Oblea, 16, smiled as his name was called.

“I thought somebody else would win; I didn’t expect to win myself,” he said. The logo was a tree, “and I put people around the tree and put an apple in it to show healthiness.”

He said the governor told him, “Good job.”

Jenni Phomsithi, instructional facilitator for the Danville School District, is a member of the Healthy Active Yell Committee.

She said the logo will be used on social media and Facebook.

“We’re planning for things like glow runs in the fall,” she said, and the logo will be on T-shirts and water bottles and “whatever we hand out.”

Phomsithi said it was exciting to have the governor visit the school because teachers and staff got to show off other areas and projects of which they are proud.

“We were super excited because we got to show him all the things we’ve done to increase student health and community health,” she said. “A lot of projects we’ve done, including the fitness center, are open to the community.”

The Danville School District has focused on improving the health of its students and residents for a while.
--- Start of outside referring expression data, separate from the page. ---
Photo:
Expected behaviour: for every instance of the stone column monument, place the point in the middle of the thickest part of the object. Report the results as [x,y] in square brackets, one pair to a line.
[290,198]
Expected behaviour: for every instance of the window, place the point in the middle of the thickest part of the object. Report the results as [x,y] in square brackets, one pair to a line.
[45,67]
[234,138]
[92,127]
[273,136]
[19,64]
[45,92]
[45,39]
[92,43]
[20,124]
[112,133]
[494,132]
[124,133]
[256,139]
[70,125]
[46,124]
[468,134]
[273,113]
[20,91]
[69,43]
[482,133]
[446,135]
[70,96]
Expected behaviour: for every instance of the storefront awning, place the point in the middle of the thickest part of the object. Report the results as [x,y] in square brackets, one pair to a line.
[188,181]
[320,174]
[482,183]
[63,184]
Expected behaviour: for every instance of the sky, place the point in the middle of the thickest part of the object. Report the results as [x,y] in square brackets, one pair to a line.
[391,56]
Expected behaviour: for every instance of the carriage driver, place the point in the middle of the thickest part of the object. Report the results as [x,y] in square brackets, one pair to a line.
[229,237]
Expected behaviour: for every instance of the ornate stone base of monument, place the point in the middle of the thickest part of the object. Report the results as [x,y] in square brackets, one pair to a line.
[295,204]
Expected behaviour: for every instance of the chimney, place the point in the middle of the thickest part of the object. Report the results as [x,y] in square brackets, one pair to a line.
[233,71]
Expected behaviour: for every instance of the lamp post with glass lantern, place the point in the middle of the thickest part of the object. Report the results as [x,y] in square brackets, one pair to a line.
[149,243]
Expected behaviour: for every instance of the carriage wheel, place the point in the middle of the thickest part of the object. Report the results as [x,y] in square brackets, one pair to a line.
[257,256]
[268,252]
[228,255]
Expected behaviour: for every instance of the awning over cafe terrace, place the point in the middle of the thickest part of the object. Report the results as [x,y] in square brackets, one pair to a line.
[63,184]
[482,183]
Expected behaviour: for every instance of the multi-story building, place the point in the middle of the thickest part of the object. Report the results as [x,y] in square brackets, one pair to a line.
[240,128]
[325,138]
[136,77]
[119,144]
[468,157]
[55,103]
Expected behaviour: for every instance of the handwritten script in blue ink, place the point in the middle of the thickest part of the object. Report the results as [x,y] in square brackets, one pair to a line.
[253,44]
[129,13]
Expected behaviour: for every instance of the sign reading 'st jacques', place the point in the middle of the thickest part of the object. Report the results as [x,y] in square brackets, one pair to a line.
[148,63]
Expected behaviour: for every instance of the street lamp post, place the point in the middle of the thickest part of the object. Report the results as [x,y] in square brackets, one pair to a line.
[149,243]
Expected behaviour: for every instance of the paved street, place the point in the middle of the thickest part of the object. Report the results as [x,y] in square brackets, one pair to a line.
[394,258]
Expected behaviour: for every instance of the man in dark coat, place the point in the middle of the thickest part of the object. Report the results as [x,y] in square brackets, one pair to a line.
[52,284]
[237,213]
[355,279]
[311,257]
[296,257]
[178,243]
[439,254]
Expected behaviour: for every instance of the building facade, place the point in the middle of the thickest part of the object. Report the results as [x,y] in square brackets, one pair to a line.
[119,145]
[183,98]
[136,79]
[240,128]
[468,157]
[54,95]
Phomsithi wrote and received a $100,000 grant in 2015 to create the Living Positively Fitness Center at S.C. Tucker Elementary School.

The district also received a $30,000 joint-use grant in early 2016 from the Arkansas Department of Education’s Coordinated School Health Office. The district partnered with the city to open an outdoor fitness center at the Danville City Park, which is less than a mile from the school.

It’s open 24/7, she said.

“We have 19 pieces of equipment, some of which will allow multiple users at once. The equipment includes ellipticals, bikes, climbing pieces, leg presses, strength/stretch bars and more,” she said.

Phomsithi said that every time she drives by, people of all ages and ethnicities are using the equipment.

“The project is doing just what it was intended to do, which is provide a free place for everyone to exercise in hopes of reducing the overweight and obese population in our schools and community,” she said.

Phomsithi is also writing a $150,000 grant, which is due in July, to replace water fountains in the Yell County schools with water-bottle-filling stations.

“We focused on the exercise a lot,” but she said Day found out in her surveys that “students are still eating poorly and bringing sodas for lunch.” Danville doesn’t sell soft drinks, but Phomsithi said some schools in the county do.

The idea is to get students to bring their own water bottles, “and kids like the novelty of filling them up,” she said.

Day called Phomsithi “an excellent grant-writer.”

“We really wanted to address sugar-sweetened beverages with the kids,” Day said. “That was part of this grant. If you can get people used to drinking water, if it gets to be a habit, it will continue into the home life.”

Whatever it takes to help Yell County students and adults get healthy, the women said, they’re willing to try.